Maroc-Espagne: l’opération Marhaba aura-t-elle lieu ?

Les ports espagnols concernés par l’opération Marhaba sont en effervescence. Dès que des informations portant sur une probable organisation de cette méga-opération de traversée ont filtré, les médias espagnols ont aussitôt réagi. La presse ibérique y voit, en effet, une potentielle piste pour la reprise de l’activité aux frontières après une longue mise à l’arrêt qui remonte à mars 2020. Toutefois, rien n’est encore officiel pour le moment. Il s’agit de spéculations inspirées d’une communication adressée par la Direction de la marine marchande (DMM) espagnole aux compagnies maritimes opérant entre les deux rives.

Cette autorité aurait sollicité le plan de flotte des compagnies maritimes opérant entre les deux rives, et ce, dans le cadre des préparatifs de la prochaine édition de cet important mouvement de voyageurs. La jubilation est à son pic dans les enclaves de Sebta et Mélilia. L’enjeu est, en effet, de taille pour les présides car une reprise des connexions maritimes entre le Maroc et l’Espagne signifierait la réouverture des postes frontières, une mesure impatiemment attendue pour donner un coup de boost à l’économie de ces villes.

Contacté par Les Inspirations ÉCO, un porte-parole de l’Autorité portuaire de la Baie d’Algésiras (APBA), l’administration qui gère les ports d’Algésiras et de Tarifa, indique que jusqu’à présent, aucune confirmation de l’organisation de cette opération n’est encore parvenue à leurs soins. «Toutefois, nous menons les préparatifs comme chaque année, car nous ne voulons pas être pris au dépourvu au cas où la décision viendrait à tomber au dernier moment», indique notre interlocuteur. Y aura-t-il des mesures exceptionnelles pour accueillir les voyageurs, si l’opération Marhaba est effectivement ouverte ? Selon l’APBA, les mesures et exigences sanitaires seront dictées par l’administration compétente. En somme, rien n’est à écarter, pour le moment. Il n’en demeure pas moins que le mastodonte andalou est rompu à ce genre d’exercices. Soulignons-le, cet établissement portuaire était le seul à accueillir les opérations de rapatriement par voie maritime, depuis la fermeture des frontières. Selon la presse sebtie, le port d’Algésiras a effectué quelques travaux de réaménagement pour pouvoir recevoir les flux des véhicules des Marocains désirant rejoindre leur patrie.

À ce titre, le port a débloqué une enveloppe budgétaire de 695.000 euros pour mener à bien ce chantier. Les améliorations touchent les conditions d’accueil des automobilistes de cette zone de pré-embarquement.

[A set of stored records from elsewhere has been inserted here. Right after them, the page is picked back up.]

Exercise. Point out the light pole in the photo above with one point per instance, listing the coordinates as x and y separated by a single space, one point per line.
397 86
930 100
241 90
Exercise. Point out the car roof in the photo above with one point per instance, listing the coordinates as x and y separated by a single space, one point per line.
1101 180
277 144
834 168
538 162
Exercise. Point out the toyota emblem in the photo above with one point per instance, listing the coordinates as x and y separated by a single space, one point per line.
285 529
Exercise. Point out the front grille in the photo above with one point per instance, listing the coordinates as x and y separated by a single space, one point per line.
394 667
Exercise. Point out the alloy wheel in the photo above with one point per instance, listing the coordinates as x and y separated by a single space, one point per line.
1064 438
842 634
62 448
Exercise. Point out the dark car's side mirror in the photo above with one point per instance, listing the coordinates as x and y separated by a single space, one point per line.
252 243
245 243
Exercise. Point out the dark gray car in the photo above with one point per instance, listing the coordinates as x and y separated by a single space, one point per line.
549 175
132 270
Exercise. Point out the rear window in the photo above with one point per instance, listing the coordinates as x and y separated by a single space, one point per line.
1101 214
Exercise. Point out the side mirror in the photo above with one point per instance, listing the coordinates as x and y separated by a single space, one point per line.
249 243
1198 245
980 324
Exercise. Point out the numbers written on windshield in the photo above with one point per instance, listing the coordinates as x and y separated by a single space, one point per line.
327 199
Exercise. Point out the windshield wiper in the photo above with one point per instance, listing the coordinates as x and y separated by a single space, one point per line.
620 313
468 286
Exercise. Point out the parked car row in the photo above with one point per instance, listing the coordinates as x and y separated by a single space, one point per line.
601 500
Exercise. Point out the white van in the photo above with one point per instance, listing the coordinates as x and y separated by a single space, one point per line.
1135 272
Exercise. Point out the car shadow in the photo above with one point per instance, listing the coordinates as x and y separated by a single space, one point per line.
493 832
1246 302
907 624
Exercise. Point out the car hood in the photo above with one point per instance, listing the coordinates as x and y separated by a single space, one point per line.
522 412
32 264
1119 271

En cas d’organisation de cette importante opération de transit, les arrivées pourraient pulvériser tous les records. En effet, il faut s’attendre à un rush sans précédent cette année, au cas où le Maroc prend finalement la décision d’autoriser le retour de sa diapora. En 2019, faut-il le rappeler, 3 millions de voyageurs avaient emprunté le Détroit pour se rendre au royaume. A priori, les choses devraient s’éclaircir début mai prochain, période durant laquelle la commission mixte maroco-espagnole en charge de ce dossier se réunit pour établir un plan de travail conjoint. De plus, alors que l’opération constitue un défi en soi, les contraintes liées à la situation sanitaires exigeraient la mise en place d’un plan de choc pour éviter tout dérapage. Selon notre lecture, seules les véhicules disposant d’une réservation effectuée par avance, peuvent accéder à la zone d’embarquement. Cette disposition a été déjà appliquée, dans une moindre mesure au port de Tarifa, pour les week-ends, afin d’éviter les mouvements de foule dans cet établissement portuaire de taille modeste. En somme, l’événement n’est pas un challenge insurmontable. Les opérations de rapatriement ont démontré qu’il est possible de gérer ce genre de situation.

Du côté marocain, les autorités marocaines ont fait preuve d’un grand sens d’organisation et de mobilisation. Or, à l’arrivée, il était décevant de constater qu’à peine deux guichets de contrôle douanier étaient opérationnels du côté espagnol, pour autoriser l’accès à 735 passagers. À présent, tout dépendra de l’état d’avancement de la campagne de vaccination au Maroc, tributaire aussi des arrivées des lots de vaccins ainsi que de l’évolution de la situation épidémiologique en Europe.